Alaska’s HAARP Facility Once Again Open for Business
The High Frequency Active Auroral Research Program (HAARP) in Gakona, Alaska, will soon undertake its first scientific research campaigns since the facility was taken over by the University of Alaska Fairbanks (UAF) Geophysical Institute 18 months ago. Among the investigators is UAF Researcher Chris Fallen, KL3WX, who will be working under a National Science Foundation grant, “RAPID: Spatiotemporal Evolution of Radio-Induced Aurora.” Fallen says the HAARP transmissions will take place within the facility’s transmitter tuning range of 2.7 to 10 MHz and should be audible outside of Alaska and may even produce visible effects within the state.
Fallen's experiments will be carried out February 19-22.

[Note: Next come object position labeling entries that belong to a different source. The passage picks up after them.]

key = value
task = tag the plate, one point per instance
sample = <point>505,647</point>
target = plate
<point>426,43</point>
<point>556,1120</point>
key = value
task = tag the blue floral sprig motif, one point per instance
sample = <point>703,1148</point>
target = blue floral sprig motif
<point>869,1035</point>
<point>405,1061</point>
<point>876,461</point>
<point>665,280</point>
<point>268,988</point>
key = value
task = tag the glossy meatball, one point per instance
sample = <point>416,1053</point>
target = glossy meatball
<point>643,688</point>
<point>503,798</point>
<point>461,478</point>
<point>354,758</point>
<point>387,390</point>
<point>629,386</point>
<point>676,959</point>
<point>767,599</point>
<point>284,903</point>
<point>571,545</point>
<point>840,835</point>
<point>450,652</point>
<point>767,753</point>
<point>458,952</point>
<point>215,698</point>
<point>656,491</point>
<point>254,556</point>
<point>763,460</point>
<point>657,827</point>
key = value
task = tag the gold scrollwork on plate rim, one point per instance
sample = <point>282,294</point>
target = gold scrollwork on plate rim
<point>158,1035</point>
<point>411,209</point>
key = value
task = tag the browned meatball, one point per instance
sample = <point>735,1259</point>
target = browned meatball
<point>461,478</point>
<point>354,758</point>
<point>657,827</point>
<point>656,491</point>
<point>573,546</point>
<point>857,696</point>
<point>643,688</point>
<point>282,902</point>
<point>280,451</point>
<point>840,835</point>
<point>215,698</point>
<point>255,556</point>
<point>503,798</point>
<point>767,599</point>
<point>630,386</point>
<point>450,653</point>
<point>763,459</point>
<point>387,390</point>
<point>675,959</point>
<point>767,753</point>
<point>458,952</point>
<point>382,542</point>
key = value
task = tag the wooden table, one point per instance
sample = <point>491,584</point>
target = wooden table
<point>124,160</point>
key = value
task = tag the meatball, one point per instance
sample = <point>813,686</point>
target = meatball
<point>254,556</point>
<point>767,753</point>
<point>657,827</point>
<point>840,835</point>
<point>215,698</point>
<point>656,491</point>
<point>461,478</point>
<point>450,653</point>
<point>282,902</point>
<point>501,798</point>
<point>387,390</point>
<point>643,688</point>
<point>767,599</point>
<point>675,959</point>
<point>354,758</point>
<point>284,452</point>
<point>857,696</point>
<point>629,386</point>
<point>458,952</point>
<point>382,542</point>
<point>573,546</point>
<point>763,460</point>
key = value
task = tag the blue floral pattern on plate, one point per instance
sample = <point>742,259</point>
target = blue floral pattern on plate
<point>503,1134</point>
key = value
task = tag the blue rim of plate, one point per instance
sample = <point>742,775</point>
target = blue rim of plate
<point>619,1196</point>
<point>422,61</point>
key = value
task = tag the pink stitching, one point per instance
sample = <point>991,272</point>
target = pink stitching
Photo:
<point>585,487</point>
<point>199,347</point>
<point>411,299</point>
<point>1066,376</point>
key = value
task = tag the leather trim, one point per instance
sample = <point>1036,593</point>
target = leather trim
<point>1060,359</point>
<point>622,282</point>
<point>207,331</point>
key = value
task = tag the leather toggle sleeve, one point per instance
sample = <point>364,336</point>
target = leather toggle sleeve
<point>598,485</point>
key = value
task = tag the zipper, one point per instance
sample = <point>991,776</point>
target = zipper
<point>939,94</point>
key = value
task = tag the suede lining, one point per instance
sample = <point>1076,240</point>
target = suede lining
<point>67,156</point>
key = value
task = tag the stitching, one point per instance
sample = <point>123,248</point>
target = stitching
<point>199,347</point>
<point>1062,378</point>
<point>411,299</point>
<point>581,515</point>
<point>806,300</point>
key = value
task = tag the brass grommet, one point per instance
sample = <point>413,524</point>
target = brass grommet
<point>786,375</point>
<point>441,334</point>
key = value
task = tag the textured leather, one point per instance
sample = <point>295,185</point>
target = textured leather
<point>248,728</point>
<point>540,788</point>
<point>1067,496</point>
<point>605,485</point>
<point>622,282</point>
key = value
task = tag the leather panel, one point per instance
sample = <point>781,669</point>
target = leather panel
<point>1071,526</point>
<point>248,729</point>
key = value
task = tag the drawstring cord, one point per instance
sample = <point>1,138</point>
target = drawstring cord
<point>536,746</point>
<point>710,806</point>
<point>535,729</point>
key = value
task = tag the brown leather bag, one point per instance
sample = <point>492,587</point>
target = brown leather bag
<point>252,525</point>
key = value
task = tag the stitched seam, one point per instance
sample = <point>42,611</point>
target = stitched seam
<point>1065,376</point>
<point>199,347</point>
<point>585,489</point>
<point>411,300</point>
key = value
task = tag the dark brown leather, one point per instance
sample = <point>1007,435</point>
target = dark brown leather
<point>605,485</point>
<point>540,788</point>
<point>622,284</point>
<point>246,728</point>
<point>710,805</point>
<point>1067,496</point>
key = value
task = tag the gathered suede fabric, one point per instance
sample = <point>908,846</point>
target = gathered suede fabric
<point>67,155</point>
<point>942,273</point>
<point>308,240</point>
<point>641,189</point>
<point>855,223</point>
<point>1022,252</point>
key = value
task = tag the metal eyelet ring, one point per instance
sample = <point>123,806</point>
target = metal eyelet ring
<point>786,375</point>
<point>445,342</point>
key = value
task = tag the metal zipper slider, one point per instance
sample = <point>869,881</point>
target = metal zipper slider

“This time my experiments will largely focus on artificial radio-induced airglow that potentially can be photographed from nearly anywhere in Alaska — weather permitting,” Fallen told ARRL. “I plan to start and stop each experiment block with an audio Luxembourg-style broadcast — transmitting two amplitude-modulated carrier waves at different frequencies separated by about 1 MHz, with the resulting skywave signal being a mix of both frequencies.”
Fallen said that he has prior success reproducing the “Luxembourg effect” using two DTMF tones. “But this time, I have a short simple musical composition recorded by a local musician,” he said. “It was composed specifically to take advantage of the Luxembourg effect.”
According to UAF, Fallen, an assistant research professor in space physics, will create an “artificial aurora” that can be photographed with a sensitive camera within Alaska. The phenomenon has been created in the past above HAARP during certain types of transmissions.
Just which HF frequencies Fallen will use won’t be determined until shortly before he begins his research. “The specific frequency chosen during a particular experiment depends on the experiment’s objectives, FCC regulations, and ionospheric conditions at the time,” Fallen explained. He will use ionosonde data to guide frequency selection.
In an explanatory blog, Fallen explains that HAARP scientists use the ionosonde to estimate two important parameters: (1) the amount of low-level ionosphere D-region HF radio absorption that frequently occurs due to natural, but not well understood, processes that prevent HAARP radio wave energy from reaching the higher ionosphere E and F regions; and, (2) the ionosphere vertical “critical frequency” [sometimes referred to as foF2], above which any radio transmissions pass through the ionosphere into space rather than being reflected or absorbed.”
Fallen said experiment times and frequencies for his airglow and Luxembourg experiments will be updated on his blog and on his Twitter account linked in the blog. He encourages radio amateurs and SWLs to record the events they hear and post reports to social media or e-mail him.
Built and operated by the US Air Force until August 2015, HAARP includes a 40-acre grid of antennas and a very high-power array of HF transmitters to conduct ionospheric research. Scientists later this month will use HAARP to conduct other experiments that will include a study of atmospheric effects on satellite-to-ground communications and over-the-horizon radar experiments.